Les Nations Unies doivent devenir plus démocratiques et servir de la même manière tous les Etats. Le mot clef de la Charte, est “Nous les Peuples”. Nous devons mettre fin aux divisions de l’humanité, et rejeter toutes les formes de discrimination et d’exploitation. Le développement doit devenir plus inclusif. La pauvreté est un crime contre l’humanité perpétré par ceux qui peuvent la soulager mais ne le font pas, et les dépenses d’armements devraient être arrêtées pour, au contraire, nourrir les bouches affamées et sauver des enfants. La démocratie, le développement et la paix sont des facettes d’une même réalité. La mondialisation doit être transformée en une force positive au bénéfice de tous. Elle doit unir et non diviser, et apporter des bienfaits au lieu de démunir les peuples.
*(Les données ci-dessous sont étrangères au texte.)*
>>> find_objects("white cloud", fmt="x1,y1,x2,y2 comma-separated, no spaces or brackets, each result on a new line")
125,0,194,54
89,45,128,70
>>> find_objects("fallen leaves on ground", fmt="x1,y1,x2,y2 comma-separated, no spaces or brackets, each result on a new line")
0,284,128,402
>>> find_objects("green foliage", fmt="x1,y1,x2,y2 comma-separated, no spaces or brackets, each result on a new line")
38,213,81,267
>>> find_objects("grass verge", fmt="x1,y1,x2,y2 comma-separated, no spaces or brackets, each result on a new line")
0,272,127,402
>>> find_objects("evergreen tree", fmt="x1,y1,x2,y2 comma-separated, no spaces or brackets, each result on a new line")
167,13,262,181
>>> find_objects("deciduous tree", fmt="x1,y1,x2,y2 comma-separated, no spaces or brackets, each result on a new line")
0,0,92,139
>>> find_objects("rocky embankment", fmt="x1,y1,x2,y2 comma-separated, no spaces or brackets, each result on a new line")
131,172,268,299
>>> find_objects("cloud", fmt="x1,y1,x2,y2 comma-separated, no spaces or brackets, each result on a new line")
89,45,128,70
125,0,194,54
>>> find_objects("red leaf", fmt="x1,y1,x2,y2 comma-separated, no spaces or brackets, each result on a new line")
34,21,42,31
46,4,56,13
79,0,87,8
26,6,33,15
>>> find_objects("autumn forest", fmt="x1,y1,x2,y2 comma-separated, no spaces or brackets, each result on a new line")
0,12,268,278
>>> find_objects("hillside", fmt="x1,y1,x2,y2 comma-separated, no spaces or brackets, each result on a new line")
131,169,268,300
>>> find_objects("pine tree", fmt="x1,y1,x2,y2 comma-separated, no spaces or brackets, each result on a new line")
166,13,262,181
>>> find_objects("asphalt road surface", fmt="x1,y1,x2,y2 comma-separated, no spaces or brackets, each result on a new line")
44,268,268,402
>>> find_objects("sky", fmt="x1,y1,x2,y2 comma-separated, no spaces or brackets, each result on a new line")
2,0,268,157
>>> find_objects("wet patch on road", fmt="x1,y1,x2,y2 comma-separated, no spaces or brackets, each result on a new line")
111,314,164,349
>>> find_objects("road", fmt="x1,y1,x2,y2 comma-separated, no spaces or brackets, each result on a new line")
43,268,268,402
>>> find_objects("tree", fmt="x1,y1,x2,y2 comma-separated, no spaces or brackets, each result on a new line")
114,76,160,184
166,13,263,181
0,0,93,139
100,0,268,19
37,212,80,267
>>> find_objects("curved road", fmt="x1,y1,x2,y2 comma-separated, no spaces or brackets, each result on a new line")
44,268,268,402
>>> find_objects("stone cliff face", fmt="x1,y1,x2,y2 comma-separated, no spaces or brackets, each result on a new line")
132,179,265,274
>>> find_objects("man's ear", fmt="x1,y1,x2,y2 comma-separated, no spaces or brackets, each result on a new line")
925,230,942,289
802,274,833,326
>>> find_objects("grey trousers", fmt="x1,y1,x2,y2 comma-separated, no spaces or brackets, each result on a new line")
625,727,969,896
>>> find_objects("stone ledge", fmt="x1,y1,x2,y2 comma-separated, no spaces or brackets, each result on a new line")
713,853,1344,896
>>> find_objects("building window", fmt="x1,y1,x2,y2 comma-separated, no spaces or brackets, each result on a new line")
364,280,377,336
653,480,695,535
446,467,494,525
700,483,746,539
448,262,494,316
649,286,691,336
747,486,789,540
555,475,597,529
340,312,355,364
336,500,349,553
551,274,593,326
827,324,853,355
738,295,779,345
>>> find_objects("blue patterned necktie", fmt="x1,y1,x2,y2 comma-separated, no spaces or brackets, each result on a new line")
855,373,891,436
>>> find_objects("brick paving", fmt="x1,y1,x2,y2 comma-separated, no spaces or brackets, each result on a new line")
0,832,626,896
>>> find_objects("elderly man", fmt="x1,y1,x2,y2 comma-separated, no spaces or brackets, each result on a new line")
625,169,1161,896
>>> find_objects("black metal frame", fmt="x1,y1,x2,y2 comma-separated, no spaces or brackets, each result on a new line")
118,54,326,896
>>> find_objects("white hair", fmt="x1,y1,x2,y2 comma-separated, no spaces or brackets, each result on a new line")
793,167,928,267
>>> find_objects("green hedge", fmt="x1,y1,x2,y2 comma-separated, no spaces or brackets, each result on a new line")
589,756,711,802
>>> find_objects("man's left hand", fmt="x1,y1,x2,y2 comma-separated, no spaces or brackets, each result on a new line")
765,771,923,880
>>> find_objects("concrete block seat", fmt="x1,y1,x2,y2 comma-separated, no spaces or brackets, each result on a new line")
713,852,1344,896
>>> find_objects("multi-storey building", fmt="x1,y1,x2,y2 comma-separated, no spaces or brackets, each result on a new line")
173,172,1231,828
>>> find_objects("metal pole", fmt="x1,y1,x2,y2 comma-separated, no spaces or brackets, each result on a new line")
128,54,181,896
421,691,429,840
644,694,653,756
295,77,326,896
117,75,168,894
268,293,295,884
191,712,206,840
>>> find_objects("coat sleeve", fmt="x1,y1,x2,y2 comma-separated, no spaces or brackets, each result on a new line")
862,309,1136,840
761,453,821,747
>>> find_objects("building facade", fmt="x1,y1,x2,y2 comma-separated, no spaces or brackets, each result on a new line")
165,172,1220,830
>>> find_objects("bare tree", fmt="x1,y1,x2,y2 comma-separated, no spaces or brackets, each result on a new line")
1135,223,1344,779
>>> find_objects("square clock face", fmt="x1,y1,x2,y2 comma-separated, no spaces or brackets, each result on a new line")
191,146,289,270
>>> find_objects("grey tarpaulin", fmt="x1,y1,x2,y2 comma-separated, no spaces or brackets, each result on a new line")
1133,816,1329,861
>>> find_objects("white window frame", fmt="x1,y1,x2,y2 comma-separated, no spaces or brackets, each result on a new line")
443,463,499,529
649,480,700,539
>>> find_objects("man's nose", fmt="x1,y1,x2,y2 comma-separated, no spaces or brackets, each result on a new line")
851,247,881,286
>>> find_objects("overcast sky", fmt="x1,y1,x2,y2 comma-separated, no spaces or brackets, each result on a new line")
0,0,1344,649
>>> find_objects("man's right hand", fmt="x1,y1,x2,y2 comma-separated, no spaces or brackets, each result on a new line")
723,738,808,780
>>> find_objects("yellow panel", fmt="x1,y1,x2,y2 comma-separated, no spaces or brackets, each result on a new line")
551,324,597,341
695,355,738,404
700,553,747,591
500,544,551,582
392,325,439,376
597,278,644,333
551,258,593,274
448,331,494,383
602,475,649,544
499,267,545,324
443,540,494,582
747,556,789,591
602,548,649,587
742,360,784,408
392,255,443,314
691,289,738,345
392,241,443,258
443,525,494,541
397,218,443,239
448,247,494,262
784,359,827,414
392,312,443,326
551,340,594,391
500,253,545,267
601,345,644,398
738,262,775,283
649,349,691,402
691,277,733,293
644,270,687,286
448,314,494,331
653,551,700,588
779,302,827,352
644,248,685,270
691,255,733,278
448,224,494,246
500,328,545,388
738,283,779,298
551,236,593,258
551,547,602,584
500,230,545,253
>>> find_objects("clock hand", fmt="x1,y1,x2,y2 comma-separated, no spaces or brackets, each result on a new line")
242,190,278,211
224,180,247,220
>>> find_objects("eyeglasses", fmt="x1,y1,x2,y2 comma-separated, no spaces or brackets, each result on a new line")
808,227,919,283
Les pays les moins développés ont besoin de plus de traitements préférentiels. Les femmes doivent pouvoir prendre leur avenir en mains, partout dans le monde. Les jeunes doivent avoir une chance de réaliser leur plein potentiel. Des familles fortes doivent être les pierres angulaires de la société. Les valeurs morales sont indispensables pour construire un ordre mondial plus sensible aux êtres humains, et notre quête du progrès doit bénéficier d’un environnement durable. Nous n’avons pas le droit de détruire la Terre. Les dommages à l’environnement doivent prendre fin et le réchauffement de la planète arrêté. Tous les pays dont les territoires sont menacés par la montée des eaux doivent être sauvés. Pour toutes ces raisons, nous avons besoin d’une

Organisation des Nations Unies plus forte et plus juste. Quand notre Organisation se réunira de nouveau dans 100 ans, les Maldives et les autres nations insulaires existeront-elles toujours? Il serait pitoyable de partir de ce Sommet sans prendre d’engagements fermes pour sauver la Terre. Mais le monde se préoccupe-t- il vraiment de nous ? Pouvons-nous croire que l’humanité est réellement “une”?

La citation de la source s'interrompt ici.